富山北部高・水橋高は部員20人(女子部員3人)。連合チームがセンバツに選出されれば、初となる。3年生の男子部員は4人。左から主将・清水、長田、中川、石崎[写真=田中慎一郎]


「2+2+13」で歩む連合チームの結束力


 男子部員17人で、うち13人が新2年生。センバツ21世紀枠で北信越地区の推薦を得た富山北部高・水橋高が“運命の日”を待っている。

 富山北部高と水橋高は少子化の影響で2020年4月から統合され、新たに富山北部高が開校。昨秋は旧・富山北部高、水橋高、新・富山北部高の3校連合チームとして出場した。県大会初戦(2回戦)で魚津工高に勝利すると3回戦で不二越工高、準々決勝で未来富山高と私学勢を撃破。4強進出を遂げ富山北部高としては50年ぶり、水橋高としては初となる北信越大会へと駒を進めた。笹野祐輔監督は快進撃の要因を語る。

「水橋が統合することになって、その思いを背負って北部の生徒も戦ってくれたおかげで、チーム一丸となれた。正直、こうなると本当に思ってなかったので、いろいろな方に言われるんですけど、僕らも驚くぐらい子どもたちが頑張ってくれた大会でした」

 水橋高のユニフォームを着る最後の世代となったのは、中川凌輔と長田稜成の2人。旧・富山北部高も新3年生は清水周道と石崎幹卓と少ないが、4人がチームを引っ張っている。

チームを押し上げた水橋高の2人


 初の合同練習は昨年8月、富山北部高が独自大会準々決勝で敗れた翌日(水橋高は3回戦敗退)。お互いにどんな技量、どんな性格か分からない。普段は頼りがいのある主将・清水であっても、この日ばかりは遠慮がちに過ごした。長田も緊張していたというが、水橋高の体育コースに所属する中川は専門授業を富山北部高の下級生と一緒に受けていたため面識があった。さらに、どちらかと言えば口数の少ないタイプの石崎が積極的にコミュニケーションを取り、距離を縮めた。

 指導者にとっても最初は手探り状態だったが、合同練習2日目には早くも打ち解けた雰囲気になっていた。夏休みが終わり、授業が始まった後も平日は週3回、水橋の2人が富山北部高での練習に参加した。水橋高の2人は統合されることは知った上で入学し、1年夏からベンチ入り。同夏に4強入りした先輩たちの姿を見てきた。「今までやってきた先輩たちの分まで、自分たちが最後なんで、その分、覚悟を持ってやっています。上級生は人数少ないのでその分、チームを引っ張るように頑張ってます」(中川)。「自分たちが最後の学年で、水橋高校が今まであったんだよ、ということをアピールしたい」(長田)。再編・統合される形となる水橋高が注目を浴びるが、清水にも同じような思いがある。

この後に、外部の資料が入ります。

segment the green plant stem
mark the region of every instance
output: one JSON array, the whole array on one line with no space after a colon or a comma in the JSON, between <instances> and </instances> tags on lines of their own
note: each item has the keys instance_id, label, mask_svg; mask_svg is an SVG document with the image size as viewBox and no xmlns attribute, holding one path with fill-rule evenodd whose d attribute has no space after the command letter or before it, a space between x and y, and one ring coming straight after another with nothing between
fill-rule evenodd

「僕たちも新3年生は旧富山北部高の最後、お互いに最後まで頑張ろう」。

 最上級生4人の決意は、確実にチームに好影響をもたらした。

「北部の選手だけじゃ絶対、この結果にはなってない。水橋の子が試合に出ているか、出ていないかではなく、それぞれ学校というものを背負って戦った。それを、子どもたちが意気に感じたのか、見えない力が後押ししてくれたのか分からないですけど、こういう結果になったのは水橋という校名があって、水橋の2人が頑張ってくれてるからこそです」(笹野監督)

 北信越大会では敦賀気比高との1回戦で善戦(0対5)。1月29日の選考委員会で連合チームの選出となれば、初の快挙だ。旧・富山北部高2人、水橋高2人、新・富山北部高13人の選手たちは、静かにその日を待つ。